Now, here is the math: According to Treasury Secretary Scott Bessent, each basis-point (one one-hundredth of a percent) drop in interest rates saves the government roughly $1 billion per year. Since the announcement of tariffs on April 2, 10-year Treasury yields have fallen from 4.2 percent to 3.9 percent—a 30 basis point drop. If that holds, it translates to $30 billion in savings.

So, keeping yields low is not just sound policy—it is a fiscal necessity.

But we are in a difficult environment. Inflation has not fully cooled, and the Federal Reserve remains wary of cutting rates too quickly. So the question becomes: How does one bring yields down without the Fed’s help?

Here is where the strategy becomes interesting.

By introducing sweeping tariffs, the administration is creating precisely the kind of economic uncertainty that drives investors toward safer assets such as long-term U.S. Treasuries. When markets are spooked, capital exits risk and equity assets (as we see with the stock market collapse) and piles into safe assets, primarily the 10-year U.S. treasury bond. That demand pushes yields lower.

It is a counter-intuitive move, but a calculated one. Some have called it a ‘detox’ for the overheated financial system. And it appears to be working.

However, even cheaper debt does not solve everything. The deficit remains massive—and that is where spending cuts come in.

Backed by the Department of Government Efficiency (DOGE) and Elon Musk, the administration is reportedly targeting $4 billion in daily spending cuts. If their recommendations translate to cuts and get ratified by Congress, that could amount to a trillion dollars off the deficit by late 2025.
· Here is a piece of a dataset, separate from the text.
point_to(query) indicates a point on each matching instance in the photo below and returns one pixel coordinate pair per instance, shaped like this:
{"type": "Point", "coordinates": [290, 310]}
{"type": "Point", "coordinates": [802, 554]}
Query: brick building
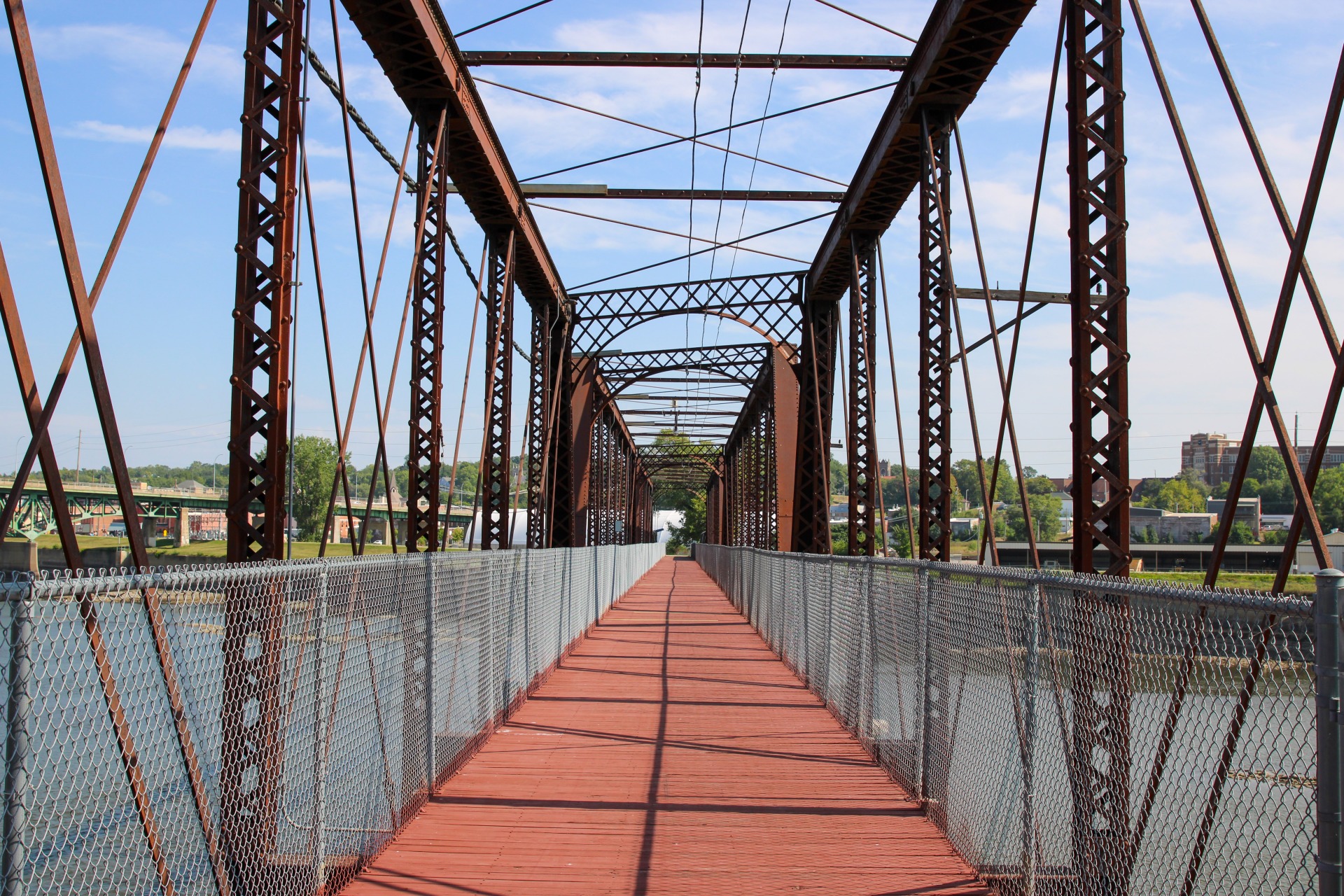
{"type": "Point", "coordinates": [1214, 456]}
At this point, we have two pillars: lower borrowing costs and tighter spending. But there remains a third—and arguably most important—pillar: growth.
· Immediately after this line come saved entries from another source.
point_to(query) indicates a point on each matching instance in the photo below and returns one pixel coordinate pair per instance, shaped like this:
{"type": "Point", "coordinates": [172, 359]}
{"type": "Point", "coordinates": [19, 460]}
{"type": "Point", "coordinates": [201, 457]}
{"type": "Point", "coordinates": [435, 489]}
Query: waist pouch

Tariffs serve as the ignition switch. By making imports more expensive, they create space for American producers to step back in. The objective is not to punish trade partners—it is to make domestic industry viable again, even if only long enough to rebuild critical capacity.

Yes, prices will rise. But the administration is fully aware of that. In fact, it is front-loading the pain now, hoping to deliver visible job growth and factory activity before the November 2026 midterm elections.
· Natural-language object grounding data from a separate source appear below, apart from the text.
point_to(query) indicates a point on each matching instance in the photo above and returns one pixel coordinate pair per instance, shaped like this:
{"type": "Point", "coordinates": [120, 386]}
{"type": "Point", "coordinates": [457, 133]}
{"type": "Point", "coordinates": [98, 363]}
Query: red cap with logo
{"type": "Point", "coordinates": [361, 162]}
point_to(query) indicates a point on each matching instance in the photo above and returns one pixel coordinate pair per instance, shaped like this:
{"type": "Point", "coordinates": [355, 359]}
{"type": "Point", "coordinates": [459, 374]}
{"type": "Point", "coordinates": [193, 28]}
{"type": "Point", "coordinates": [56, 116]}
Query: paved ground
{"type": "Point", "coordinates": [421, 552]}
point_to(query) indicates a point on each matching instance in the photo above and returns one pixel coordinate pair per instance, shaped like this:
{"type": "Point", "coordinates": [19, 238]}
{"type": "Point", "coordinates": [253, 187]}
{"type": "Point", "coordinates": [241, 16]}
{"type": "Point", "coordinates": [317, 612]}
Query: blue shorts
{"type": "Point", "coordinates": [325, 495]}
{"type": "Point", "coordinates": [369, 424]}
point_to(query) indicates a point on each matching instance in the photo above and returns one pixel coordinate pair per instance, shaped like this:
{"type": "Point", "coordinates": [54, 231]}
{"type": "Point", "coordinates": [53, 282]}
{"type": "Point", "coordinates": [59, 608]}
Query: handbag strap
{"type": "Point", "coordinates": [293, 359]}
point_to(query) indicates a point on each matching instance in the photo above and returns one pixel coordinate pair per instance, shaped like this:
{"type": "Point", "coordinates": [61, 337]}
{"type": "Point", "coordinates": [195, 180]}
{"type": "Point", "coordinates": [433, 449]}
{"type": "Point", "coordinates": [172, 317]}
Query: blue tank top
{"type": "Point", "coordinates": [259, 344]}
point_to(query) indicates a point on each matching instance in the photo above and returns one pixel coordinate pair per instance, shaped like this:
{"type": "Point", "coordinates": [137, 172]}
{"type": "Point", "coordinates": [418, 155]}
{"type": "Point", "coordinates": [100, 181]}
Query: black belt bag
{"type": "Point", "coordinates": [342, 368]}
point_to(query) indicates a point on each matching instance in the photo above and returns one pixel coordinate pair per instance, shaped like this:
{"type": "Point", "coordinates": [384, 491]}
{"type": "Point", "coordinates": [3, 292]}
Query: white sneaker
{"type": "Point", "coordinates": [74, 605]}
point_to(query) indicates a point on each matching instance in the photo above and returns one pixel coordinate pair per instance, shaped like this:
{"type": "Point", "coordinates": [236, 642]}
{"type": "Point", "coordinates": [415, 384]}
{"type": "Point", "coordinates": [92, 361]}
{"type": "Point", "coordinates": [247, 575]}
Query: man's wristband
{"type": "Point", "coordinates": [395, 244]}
In the meantime, tariffs themselves will generate revenue—an estimated $700 billion or more in the first year. That creates more fiscal room for the administration to enable tax cuts and keep spending on Social Security, Medicaid and other programs.

Where the picture becomes even more interesting is on the geopolitical front.

These tariffs do not exist in a vacuum. They are being deployed alongside a deliberate reshaping of global alliances. The U.S. is quietly distancing itself from NATO, recalibrating ties with Europe, and opening previously frozen diplomatic channels with the Gulf nations and Russia.

Why? Because the post-Cold War trade order no longer serves U.S. interests. It enabled deficits, offshoring, and strategic dependency. Now, tariffs become leverage. Allies who align with U.S. priorities receive relief; others face higher costs.

China, naturally, is the central player. For years, economists have argued that its artificially weak currency and industrial overcapacity have distorted global trade. Tariffs are one way to force a reckoning—and potentially, a revaluation of the yuan.

Other countries will not be spared. Europe could be asked for terms on Ukraine. India may be pressured for deep tariff cuts. Canada and Mexico will likely face demands related to fentanyl and border enforcement.

This is not random. It is trade policy as a means to force countries to the negotiating table.

Domestically, the political logic is equally clear. The sectors most likely to benefit—steel, automobiles, textiles—are concentrated in battleground states. The administration is betting that visible wins in those regions will outweigh short-term pain in sectors dependent on cheap imports.

There are serious risks here. If inflation returns or if the reshoring bet fails, the blowback could be severe. But make no mistake: This is not improvisation. It is disruption by design.

Whether one agrees with it or not, this is one of the most ambitious fiscal and industrial resets in a generation.

The only question that remains is—will it work?